Le salaire n’est plus le principal vecteur de motivation

Pionnier en matière de gestion du capital humain, ADP a dévoilé les conclusions d’une enquête d’ampleur. Après avoir questionné quelques 10 000 actifs en Europe ces 3 dernières années, le cabinet développe le constat suivant : pour 54% des salariés sondés, le salaire n’est pas, ou en tout cas plus, le principal vecteur de motivation. En France, ce chiffre passe à 44% chez les hommes, pour grimper à 56% chez les femmes.

Soulignant l’importance de la flexibilité, le statut changeant du travail et la nécessité pour les entreprises de prendre en compte la marque employeur, Carlos Fontela de Carvalho, le président d’ADP France, évoque les conclusions claires de l’étude : « Les salariés veulent qu’au quotidien l’entreprise s’occupe d’eux en tant qu’individu, de leur bien-être comme de leurs compétences […] A défaut, ils sont beaucoup moins attachés à leur marque employeur et n’hésitent pas à aller voir ailleurs. […] Avant, pour beaucoup, le travail c’était tout. Aujourd’hui ce n’est qu’une partie d’un tout ».

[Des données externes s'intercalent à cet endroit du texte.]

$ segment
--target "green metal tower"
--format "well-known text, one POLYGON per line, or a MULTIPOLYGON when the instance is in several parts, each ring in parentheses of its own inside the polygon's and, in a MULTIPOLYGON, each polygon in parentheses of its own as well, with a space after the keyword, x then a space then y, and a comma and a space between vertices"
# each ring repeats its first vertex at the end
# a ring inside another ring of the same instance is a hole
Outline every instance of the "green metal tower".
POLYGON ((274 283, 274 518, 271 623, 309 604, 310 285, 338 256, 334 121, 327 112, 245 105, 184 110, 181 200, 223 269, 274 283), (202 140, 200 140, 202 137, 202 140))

Un besoin de flexibilité évident

D’ailleurs, cette envie, ce besoin même de flexibilité transpire dans les conclusions de l’étude. Pour 27% des Français – majoritairement représentés dans les groupes 35-44 ans et plus de 55 ans -, l’équilibre travail-vie privée représente le facteur clé de motivation au travail, loin devant les possibilités d’évolution au sein de l’entreprise. Toujours en France, 26% des sondés ont mis en avant l’importance des bonnes relations avec son voisin de bureau. Bref, la QVT, un point clé au travail en 2018, qui transpire par une envie d’immédiateté, cassant avec l’idée de « sacrifice » sur le long-terme vu comme une norme il y a encore quelques années de cela.